BMC AMI Cloud agent requirements
The BMC AMI Cloud agent side requires a private certificate that has a private key and can be used for server-side authorization.
The DNS and IP addresses in the SAN extension (certificate request parameter subjectAltName) must match the ones of all of the mainframe systems that will be using this certificate.
# SAN and IP goes here
subjectAltName = DNS: system1, IP: xxx.xxx.xxx.xxx, DNS: system2, IP: xxx.xxx.xxx.xxx
# server auth and/or client auth
extendedKeyUsage = serverAuth
It also needs the CA certificate that was used to sign the UI private cert.
Normally, both private certificates are signed by the same organizational CA, so the BMC AMI Cloud server and the BMC AMI Cloud agent side CA certificates are the same certificates.
To secure the server to agent communication
- Import the required keystores and truststores certificates into four files, two on the BMC AMI Cloud server side and two on the BMC AMI Cloud agent side. These files are protected with a password.
On the BMC AMI Cloud server side, it's required to have a PKCS12 keystore file that holds the client's private certificate and key, and a JKS truststore file that holds the CA.
On the BMC AMI Cloud agent side, it's required to have a JKS keystore file that holds the Server's private certificate and key, and a JKS truststore file that holds the CA. The BMC AMI Cloud agent and the BMC AMI Cloud server need to point to these new keystore and truststore files. Update the following parameters in the BMC AMI Cloud server's configuration file (model9-local.yml) to point to the new files:
model9.security.dataInFlight.truststore.fileName: {MODEL9_HOME}/keys/truststore.jks'
model9.security.dataInFlight.truststore.type: "JKS"

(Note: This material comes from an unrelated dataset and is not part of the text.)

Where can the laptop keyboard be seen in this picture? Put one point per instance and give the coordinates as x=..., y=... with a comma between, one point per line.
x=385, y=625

model9.security.dataInFlight.truststore.password: "traststore password"
model9.security.dataInFlight.keystore.fileName: {MODEL9_HOME}/keys/keystore.p12'
model9.security.dataInFlight.keystore.type: "PKCS12"
model9.security.dataInFlight.keystore.password: "keyststore password"Update the following parameters in the agent's agent.yml to point to the new files:
keystore: /usr/lpp/model9/conf/keyststore.jks
keystore_password: personal_cert_keystore_password
truststore: usr/lpp/model9/conf/truststore.jks
truststore_password: truststore_password- Restart both the BMC AMI Cloud server docker container and the BMC AMI Cloud agents to pick up the new definitions.
- To verify the new definitions, perform a login to the BMC AMI Cloud management server using the web UI.